On the day Mickey Hughes died, he beat his ex-wife, forced her to burn the books for a secretarial class she was taking and threatened to disable her car with a sledgehammer so she couldn’t drive to school, she told People.
Two police officers had been at the house that day. Mickey Hughes threatened to kill his ex-wife and the officers, but wasn’t arrested.
More torment followed after the officers left. Mickey finally went to sleep. Watching him, “I was thinking about all the things that had happened to me…all the times he had hurt me…how he had hurt the kids,” Hughes told People. “I stood still for a moment, hesitating, and a voice urged me on. It whispered, ‘Do it! Do it! Do it!’ ”
Molly Wilson lived with Francine Hughes Wilson, her grandmother, her entire life and was adopted by her, the Lansing State Journal reported.
“She didn’t feel like it was something to be proud of,” Molly said. “She never felt justified. She never felt free. I think that’s kind of why she kept it low key, because I think she was ashamed and haunted by it.”
Kristi Holland, the daughter of Wilson’s best friend Gilda Stone, told al.com that Wilson didn’t fully appreciate that she had lifted the veil on domestic violence.
“She talked about it with my mother a little bit but it was something she wasn't really proud of,” Holland said. “She didn’t understand she changed things for battered women everywhere. She really deserved recognition but she never thought she did.”
Holland started a GoFundMe campaign to raise money for Wilson’s funeral. The initial $5,000 fundraising goal has been exceeded, but donations beyond that will be donated to organizations that shelter and give sanctuary to survivors of domestic violence.
On the page, Holland recalled Wilson as “revolutionary woman” whose ordeal “changed the laws in Michigan and in turn all over the country for battered women and the rights that defend them.”

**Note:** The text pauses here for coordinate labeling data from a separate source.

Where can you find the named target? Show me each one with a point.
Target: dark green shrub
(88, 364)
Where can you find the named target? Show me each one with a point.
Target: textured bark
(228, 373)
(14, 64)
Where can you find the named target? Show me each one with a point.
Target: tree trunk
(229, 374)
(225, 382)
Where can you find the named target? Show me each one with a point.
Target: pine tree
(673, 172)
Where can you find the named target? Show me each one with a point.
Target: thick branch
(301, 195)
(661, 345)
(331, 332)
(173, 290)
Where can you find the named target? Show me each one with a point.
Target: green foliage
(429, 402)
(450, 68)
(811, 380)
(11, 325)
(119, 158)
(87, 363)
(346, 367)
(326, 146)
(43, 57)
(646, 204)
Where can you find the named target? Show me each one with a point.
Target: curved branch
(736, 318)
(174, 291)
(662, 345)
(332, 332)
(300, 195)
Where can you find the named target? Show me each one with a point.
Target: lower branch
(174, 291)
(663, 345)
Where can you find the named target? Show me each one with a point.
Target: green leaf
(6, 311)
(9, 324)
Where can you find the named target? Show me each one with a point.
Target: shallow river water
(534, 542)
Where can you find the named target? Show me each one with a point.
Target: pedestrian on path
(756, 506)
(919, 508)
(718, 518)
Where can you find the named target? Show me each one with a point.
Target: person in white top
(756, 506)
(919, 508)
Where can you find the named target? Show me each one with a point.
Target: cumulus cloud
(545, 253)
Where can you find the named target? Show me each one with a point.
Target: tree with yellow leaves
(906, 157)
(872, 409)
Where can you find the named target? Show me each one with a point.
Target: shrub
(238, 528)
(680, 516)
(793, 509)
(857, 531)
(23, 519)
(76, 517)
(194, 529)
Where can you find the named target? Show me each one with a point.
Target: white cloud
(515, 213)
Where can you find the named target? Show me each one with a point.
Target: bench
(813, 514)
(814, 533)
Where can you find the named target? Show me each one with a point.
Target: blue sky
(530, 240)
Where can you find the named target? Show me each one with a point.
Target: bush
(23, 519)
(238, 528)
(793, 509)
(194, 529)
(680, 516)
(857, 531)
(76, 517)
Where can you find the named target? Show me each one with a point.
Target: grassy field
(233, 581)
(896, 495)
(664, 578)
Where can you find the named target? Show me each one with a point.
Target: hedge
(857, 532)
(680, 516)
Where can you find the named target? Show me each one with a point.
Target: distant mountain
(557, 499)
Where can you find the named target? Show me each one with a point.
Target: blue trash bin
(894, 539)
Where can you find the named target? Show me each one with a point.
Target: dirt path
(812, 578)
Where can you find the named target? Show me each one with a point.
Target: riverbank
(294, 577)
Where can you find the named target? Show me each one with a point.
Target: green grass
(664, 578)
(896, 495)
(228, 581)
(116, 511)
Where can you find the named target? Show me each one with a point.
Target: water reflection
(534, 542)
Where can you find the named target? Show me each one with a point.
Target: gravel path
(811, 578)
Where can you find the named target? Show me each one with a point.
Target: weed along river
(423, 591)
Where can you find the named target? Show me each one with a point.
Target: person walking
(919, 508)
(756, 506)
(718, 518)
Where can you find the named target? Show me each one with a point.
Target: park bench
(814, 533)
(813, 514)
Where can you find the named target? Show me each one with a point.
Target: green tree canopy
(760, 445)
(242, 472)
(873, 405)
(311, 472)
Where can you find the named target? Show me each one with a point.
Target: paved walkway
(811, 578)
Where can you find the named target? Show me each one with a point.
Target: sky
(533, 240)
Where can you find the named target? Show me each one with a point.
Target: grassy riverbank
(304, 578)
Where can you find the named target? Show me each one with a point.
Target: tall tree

In an update posted Friday, she wrote:
“All of your condolences and comments are absolutely overwhelming. We can feel them from your hearts to ours and it means so much to us, especially the family, to see and read them and to know how much Fran impacted so many of you. Please keep telling your stories as we need to let others know that we are not alone here. We can feel your love and support and I can tell each and every one that she was such an amazingly sweet and funny and great woman, and I wish each of you could have met her so you could see the light and the love that she shown to this world. You could not meet a sweeter lady, I promise you. The hope that her story brought to so many, myself included, is immeasurable. Thank you all so much and please know that out of the darkness, her light shone so bright and she was and always will be a beacon of hope for women everywhere who need to know and see that we are not alone.”